A significant interaction of TW with semantic congruency (F(3.171,66.601) = 2.749, p = 0.047, ηp2 = 0.116) was also reported in the 5 (TW) × 2 (semantic congruency) repeated-measures ANOVA on the TMS effect over the IFG (IFG—Vertex). Simple effect analysis showed a significant semantic difference in terms of the TMS effect over the IFG in TW3 (F(1,21) = 5.337, p = 0.031, ηp2 = 0.203) and TW6 (F(1,21) = 20.089, p < 0.001, ηp2 = 0.489) (Figure 4B).
The direct site- and TW-specific TMS effect on the semantic congruency effect of one-sample t tests showed significant TMS disruptions during the stimulation of the pMTG in TW1 (t(21) = 2.327, FDR-corrected p = 0.015, Cohen’s d = 0.496), TW2 (t(21) = 3.019, FDR-corrected p = 0.003, Cohen’s d = 0.659), TW6 (t(21) = 3.847, FDR-corrected p < 0.001, Cohen’s d = 0.820) and TW7 (t(21) = 2.848, FDR-corrected p = 0.005, Cohen’s d = 0.607). Similar TMS impairment of the semantic congruency effect was found during the stimulation of the IFG in TW3 (t(21) = 2.310, FDR-corrected p = 0.016, Cohen’s d = 0.493) and TW6 (t(21) = 4.482, FDR-corrected p < 0.001, Cohen’s d = 0.956) (Figure 5A).
Figure 5. TMS effects over the pMTG (pMTG-TMS minus vertex-TMS, blue) and IFG (IFG-TMS minus vertex-TMS, gray) on the semantic congruency effect [RT difference between semantically incongruent and semantically congruent pairs, (A)] and the gender congruency effect [RT difference between gender incongruent and gender congruent pairs, (B)].

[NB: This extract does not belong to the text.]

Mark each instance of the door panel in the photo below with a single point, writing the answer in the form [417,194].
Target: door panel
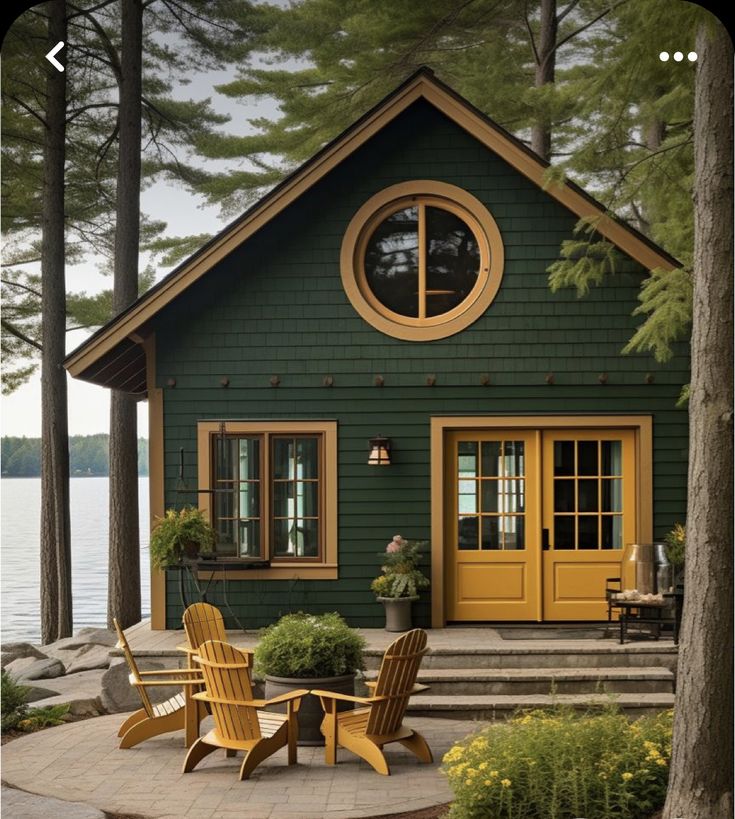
[589,514]
[492,525]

There was no modulation of the gender congruency effect, as the ANOVA of the TMS effect over both the pMTG and IFG failed to show any other significant effects. Regarding the TMS effect over the pMTG, the following results were found: main effect of gender congruency (F(1,21) = 0.076, p = 0.786, ηp2 = 0.004), main effect of TW (F(3.111,65.337) = 0.911, p = 0.443, ηp2 = 0.042), and interaction of TW with gender congruency (F(3.062,64.292) = 0.292, p = 0.835, ηp2 = 0.014) (Figure 4C). Regarding the TMS effect over the IFG, the following results were found: main effect of gender congruency (F(1,21) = 0.012, p = 0.915, ηp2 = 0.001), main effect of TW (F(3.399,71.379) = 2.119, p = 0.098, ηp2 = 0.092), and interaction of TW with gender congruency (F(3.358,70.516) = 0.420, p = 0.761, ηp2 = 0.020) (Figure 4D). There was no significant TMS effect reported by the one-sample t test for either the pMTG [TW1: (t(21) = 0.153, FDR-corrected p = 0.440, Cohen’s d = 0.033), TW2: (t(21) = 0.734, FDR-corrected p = 0.235, Cohen’s d = 0.157), TW3: (t(21) = 0.705, FDR-corrected p = 0.244, Cohen’s d = 0.150), TW6: (t(21) = 0.501, FDR-corrected p = 0.311, Cohen’s d = 0.107), and TW7: (t(21) = 0.021, FDR-corrected p = 0.492, Cohen’s d = 0.005)] or the IFG [TW1: (t(21) = 0.596, FDR-corrected p = 0.279, Cohen’s d = 0.127), TW2: (t(21) = −0.366, FDR-corrected p = 0.359, Cohen’s d = −0.078), TW3: (t(21) = 0.057, FDR-corrected p = 0.478, Cohen’s d = 0.02), TW6: (t(21) = 0.258, FDR-corrected p = 0.400, Cohen’s d = 0.055), and TW7: (t(21) = −1.267, FDR-corrected p = 0.110, Cohen’s d = −0.270)] (Figure 5B).
Discussion
By applying double-pulse TMS stimulation over the integration node of the pMTG and IFG during various TWs of gesture-speech integration, the present study directly tested how gestures prime speech. Crucially, the present study observed a significantly interrupted semantic congruency effect only when gestures were primed semantically with speech and when the TWs were segmented in accordance with comprehensive speech stages (Experiment 2). When there was a fixed time advance of gesture over speech, and TWs were split from the onset of speech, as reported in Experiment 1, there was no significant disruption of gesture-speech integration. Our findings provide the first causal evidence of how the automatic priming effect of gestures on speech takes place and thus provide a glimpse into the integration of multisensory gesture-speech semantic information.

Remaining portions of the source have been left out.